Agitation dependency

You know how ketchup sometimes does not come out of the bottle? That is because it is too viscous for the small nozzle. Still, let’s not curse on the engineer who designed it because he had to optimize. He knows that ketchup is shear thinning (this can be seen with Collo® online) due to a small amount of added xanthene-gum. This shear thinning causes the ketchup to flow through the nozzle when you shake and squeeze the bottle. Viscosity of ketchup quickly becomes lower and had the engineer drilled a nozzle with a larger diameter you would then really have a reason to curse him. Had the chemist not added the xanthane-gum would the ketchup not stay on your french fries.


Thinning can also have a time dimension in some very special liquids such as clay slurries, this phenomenon is called thixotropy. Viscosity in thixotropic liquid decrease for a certain time that can be minutes or even hours. This is caused by breakage of bonds between such particles that take time to rebind with each other. With Collo® we can have a derived feature to measure this online.
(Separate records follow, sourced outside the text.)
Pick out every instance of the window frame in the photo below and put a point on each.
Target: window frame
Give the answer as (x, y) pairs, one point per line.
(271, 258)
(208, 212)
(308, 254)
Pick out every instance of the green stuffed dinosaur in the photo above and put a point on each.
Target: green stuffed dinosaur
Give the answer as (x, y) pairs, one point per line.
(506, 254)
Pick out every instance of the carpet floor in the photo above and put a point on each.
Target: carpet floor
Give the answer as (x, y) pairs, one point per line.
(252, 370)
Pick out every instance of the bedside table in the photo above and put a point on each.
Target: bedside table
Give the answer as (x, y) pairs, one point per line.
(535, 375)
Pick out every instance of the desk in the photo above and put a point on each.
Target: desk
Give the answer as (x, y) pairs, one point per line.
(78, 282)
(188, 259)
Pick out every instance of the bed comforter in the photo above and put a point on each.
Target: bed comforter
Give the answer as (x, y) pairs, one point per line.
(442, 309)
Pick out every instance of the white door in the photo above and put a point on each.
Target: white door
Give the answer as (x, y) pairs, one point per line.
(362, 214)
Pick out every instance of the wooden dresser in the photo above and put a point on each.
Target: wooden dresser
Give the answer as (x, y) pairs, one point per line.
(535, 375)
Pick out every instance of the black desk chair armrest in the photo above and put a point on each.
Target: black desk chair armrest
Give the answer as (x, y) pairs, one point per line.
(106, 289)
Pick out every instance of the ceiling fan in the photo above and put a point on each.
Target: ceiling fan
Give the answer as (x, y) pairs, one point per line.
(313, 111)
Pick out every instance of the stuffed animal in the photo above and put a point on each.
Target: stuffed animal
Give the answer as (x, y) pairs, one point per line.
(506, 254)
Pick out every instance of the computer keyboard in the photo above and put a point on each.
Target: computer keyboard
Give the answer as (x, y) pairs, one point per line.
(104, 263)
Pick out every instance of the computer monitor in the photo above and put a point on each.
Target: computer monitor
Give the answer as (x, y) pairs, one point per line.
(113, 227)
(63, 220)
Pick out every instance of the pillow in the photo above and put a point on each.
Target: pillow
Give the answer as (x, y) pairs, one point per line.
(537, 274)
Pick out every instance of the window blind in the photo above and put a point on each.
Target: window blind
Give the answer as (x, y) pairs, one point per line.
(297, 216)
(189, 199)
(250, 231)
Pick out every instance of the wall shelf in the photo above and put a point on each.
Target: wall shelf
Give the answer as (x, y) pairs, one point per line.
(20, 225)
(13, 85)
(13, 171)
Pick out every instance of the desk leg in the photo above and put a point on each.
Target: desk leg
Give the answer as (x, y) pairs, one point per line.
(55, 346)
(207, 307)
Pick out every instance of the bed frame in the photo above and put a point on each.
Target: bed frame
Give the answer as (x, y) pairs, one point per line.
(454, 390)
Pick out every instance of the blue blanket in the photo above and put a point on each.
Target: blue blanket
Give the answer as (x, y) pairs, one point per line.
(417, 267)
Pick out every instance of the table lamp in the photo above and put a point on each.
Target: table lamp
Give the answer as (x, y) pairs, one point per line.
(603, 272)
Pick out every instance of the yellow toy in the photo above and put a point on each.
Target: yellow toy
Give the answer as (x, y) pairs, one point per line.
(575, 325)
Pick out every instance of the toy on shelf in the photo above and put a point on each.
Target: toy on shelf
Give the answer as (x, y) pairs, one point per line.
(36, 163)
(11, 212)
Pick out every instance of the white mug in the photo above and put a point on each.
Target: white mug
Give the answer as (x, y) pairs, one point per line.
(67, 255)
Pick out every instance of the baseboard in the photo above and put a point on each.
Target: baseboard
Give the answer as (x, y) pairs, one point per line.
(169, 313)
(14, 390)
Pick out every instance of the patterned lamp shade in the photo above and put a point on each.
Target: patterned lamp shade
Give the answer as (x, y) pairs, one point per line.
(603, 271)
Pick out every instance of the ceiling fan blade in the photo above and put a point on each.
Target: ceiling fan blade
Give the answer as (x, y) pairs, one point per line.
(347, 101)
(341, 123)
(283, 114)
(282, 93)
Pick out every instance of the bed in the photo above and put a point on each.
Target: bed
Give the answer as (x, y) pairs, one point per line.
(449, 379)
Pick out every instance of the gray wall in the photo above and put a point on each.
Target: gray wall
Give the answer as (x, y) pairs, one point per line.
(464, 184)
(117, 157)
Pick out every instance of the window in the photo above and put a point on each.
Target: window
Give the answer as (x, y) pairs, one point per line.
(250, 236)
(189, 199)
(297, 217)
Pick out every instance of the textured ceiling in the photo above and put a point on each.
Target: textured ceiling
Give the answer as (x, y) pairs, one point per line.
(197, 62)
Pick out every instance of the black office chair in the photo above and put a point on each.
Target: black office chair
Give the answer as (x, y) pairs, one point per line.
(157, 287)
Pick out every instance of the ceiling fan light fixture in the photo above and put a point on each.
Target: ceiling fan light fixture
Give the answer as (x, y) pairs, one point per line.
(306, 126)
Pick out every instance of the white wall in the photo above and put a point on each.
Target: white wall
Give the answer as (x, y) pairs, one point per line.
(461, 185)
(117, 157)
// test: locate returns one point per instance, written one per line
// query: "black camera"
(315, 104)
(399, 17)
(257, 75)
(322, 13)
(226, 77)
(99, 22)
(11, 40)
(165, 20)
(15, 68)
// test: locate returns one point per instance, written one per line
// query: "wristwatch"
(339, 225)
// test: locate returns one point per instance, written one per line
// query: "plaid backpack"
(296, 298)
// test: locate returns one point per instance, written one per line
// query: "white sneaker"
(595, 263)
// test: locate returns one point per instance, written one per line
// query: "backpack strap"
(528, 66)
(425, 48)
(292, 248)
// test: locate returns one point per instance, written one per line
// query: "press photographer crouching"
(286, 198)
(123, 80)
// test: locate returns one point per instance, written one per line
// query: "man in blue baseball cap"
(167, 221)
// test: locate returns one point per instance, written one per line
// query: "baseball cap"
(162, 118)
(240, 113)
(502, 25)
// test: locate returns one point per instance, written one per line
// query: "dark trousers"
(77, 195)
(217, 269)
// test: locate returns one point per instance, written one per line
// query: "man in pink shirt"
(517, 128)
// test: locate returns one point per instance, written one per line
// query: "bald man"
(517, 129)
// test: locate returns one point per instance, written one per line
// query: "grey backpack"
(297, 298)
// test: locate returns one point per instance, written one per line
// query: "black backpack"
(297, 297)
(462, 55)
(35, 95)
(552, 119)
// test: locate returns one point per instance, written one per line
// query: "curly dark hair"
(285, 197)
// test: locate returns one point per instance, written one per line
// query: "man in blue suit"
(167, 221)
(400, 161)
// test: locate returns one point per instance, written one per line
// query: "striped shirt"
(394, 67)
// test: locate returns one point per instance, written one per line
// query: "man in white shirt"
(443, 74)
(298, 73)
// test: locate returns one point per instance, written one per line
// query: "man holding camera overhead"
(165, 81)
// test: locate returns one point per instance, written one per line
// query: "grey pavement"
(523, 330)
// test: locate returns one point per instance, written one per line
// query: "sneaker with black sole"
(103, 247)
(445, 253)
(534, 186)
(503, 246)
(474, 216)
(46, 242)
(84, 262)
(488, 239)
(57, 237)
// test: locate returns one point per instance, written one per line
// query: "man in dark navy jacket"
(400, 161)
As for the science behind why these kinds of phenomena take place there is a lot of professional research but as far I know, no one can completely explain them yet – hope we can help in this with Collo.

What Collo measures

Now that I have explained some of the basics on liquids and their viscosity, you probably realize what I mean by saying that Collo measures something beyond viscosity. My longer and more scientific answer is:

Collo sensor is a resonator that creates an electric field on the liquid and vibrates the particles and/or the molecules on them. This in turn enables us to get information online and in many cases, we can see changes that will affect the viscosity and other liquid variables before they are noticed by viscometers.

Getting down on the primary causes of viscosity can help you to understand and tailor your liquids and to react more quickly to sudden changes. So, use Collo® and don’t make too shear thinning ketchup – your customers hate that.

Dr. Matti Järveläinen

1) How much strength you use to mix with a defined sized tool
2) Mixing rate
3) See what they are from Chapter 1 in my doctoral thesis
4) The Finns can read more about this from our article in Materia.
5) As a scientist I must add a footer note saying that this is false: liquids do compress, but just a little.

Afterword: What does this matter?

Viscosity and their primary causes can be quite important in many liquids such as paint, ink, ketchup, drugs, mineral slurries, pottery, oils, and much more. But don’t take my word on it: I’ll ask about the importance of these factors from someone who works with them daily and report back in this blog later.